Connectable Subscriber #
Wraps a Subscriber
implementation into one that back-pressures the
upstream until the call to connect()
happens. Before connect()
it
also allows for scheduling the delivery of additional items before any
other onNext
.
import monix.execution.Scheduler.Implicits.global
import monix.reactive.observers._
val underlying = Subscriber.dump("O")
val connectable = ConnectableSubscriber(underlying)
// Queue for delivery after connect happens and after
// enqueued items by means of pushNext. At this point
// the subscriber back-pressures the source with a
// Future[Ack] that will complete only after connect()
val ack = connectable.onNext("b1")
// Acknowledgement not given because we are back-pressuring
ack.isCompleted
// res: Boolean = false
// Queueing items to be delivered first on connect()
connectable.pushFirst("a1")
connectable.pushFirst("a2")
// Nothing gets streamed until now:
connectable.connect()
//=> 0: O-->a1
//=> 1: O-->a2
//=> 2: O-->b1
// The data-source is now no longer paused
ack.isCompleted
// res: Boolean = true
Cache Until Connect Subscriber #
Wraps an underlying Subscriber
into an implementation that caches
all events until the call to connect()
happens. After being
connected, the buffer is drained into the underlying subscriber, after
which all subsequent events are pushed directly.
import monix.execution.Scheduler.Implicits.global
import monix.execution._
import monix.reactive.observers._
val underlying = Subscriber.dump("O")
val subscriber = CacheUntilConnectSubscriber(underlying)

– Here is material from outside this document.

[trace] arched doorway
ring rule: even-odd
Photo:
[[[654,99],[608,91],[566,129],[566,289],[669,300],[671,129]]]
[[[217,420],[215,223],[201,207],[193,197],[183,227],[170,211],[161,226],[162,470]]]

// Gets cached in an underlying buffer
// to be streamed after connect
subscriber.onNext(10)
// res0: Future[Ack] = Continue
subscriber.onNext(20)
// res1: Future[Ack] = Continue
subscriber.onNext(30)
// res2: Future[Ack] = Continue
// Nothing happens until connect
val result: CancelableFuture[Ack] =
subscriber.connect()
//=> 0: O-->10
//=> 1: O-->20
//=> 2: O-->30
Buffered Subscriber #
Observers have a strong contract and consequently:
- are not thread-safe
- have a back-pressure requirement
There are instances in which these requirements are limiting. A
BufferedSubscriber
describes (and Monix can wrap any implementation
into) a Subscriber
that:
- has
onNext
,onComplete
andonError
methods that can be called concurrently - has implementations that always have synchronous behavior, returning
an immediate
Continue
- has an
onNext
that returns an immediateContinue
for as long as the buffer isn’t full - buffers the connection between the upstream and the underlying subscriber such that the underlying subscriber can consume events at its own pace
Given that the underlying consumer can be slower than the source and given that we have a buffer between the data source and the consumer, we can talk about overflows and overflow strategies.

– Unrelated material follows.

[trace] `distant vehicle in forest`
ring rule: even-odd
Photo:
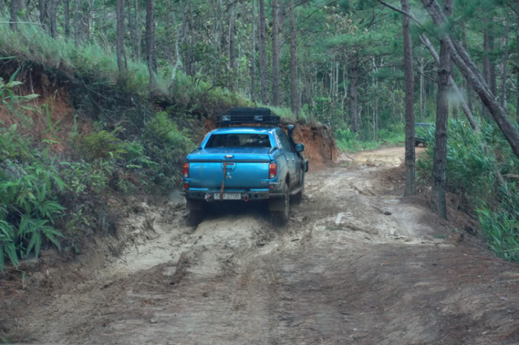
[[[435,126],[432,123],[418,122],[415,124],[415,146],[423,144],[424,146],[427,144],[426,133],[432,131],[433,133]]]
[[[308,160],[302,154],[304,145],[292,138],[294,126],[287,126],[285,133],[280,120],[268,108],[237,108],[217,117],[221,128],[185,159],[190,223],[201,219],[204,205],[233,200],[268,201],[275,223],[288,221],[289,198],[300,200],[303,194]]]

The OverflowStrategy parameter dictates the strategy of the used buffer. We’ve got these strategies available:
Unbounded
indicates that the buffer should be unlimited. In this case the buffer can expand to fill the whole available heap memory. And so in case of slow consumers, the process can naturally run out of memory.Fail
indicates a limited size for the buffer and on overflow the connection will be closed, the underlying subscriber receiving anonError
notification and the data source receiving aStop
ononNext
.BackPressure
indicates a limited size for the buffer and on overflow it should try to back-pressure the source until the buffer is empty again. This isn’t aSynchronous
strategy obviously and so it cannot be used in cases where one really needsSynchronous
behavior.DropNew
indicates a limited size for the buffer and on overflow it should drop incoming events.DropOld
indicates a limited size for the buffer and on overflow it should drop older enqueued events.ClearBuffer
indicates a limited size for the buffer and on overflow it should drop the entire buffer and start fresh.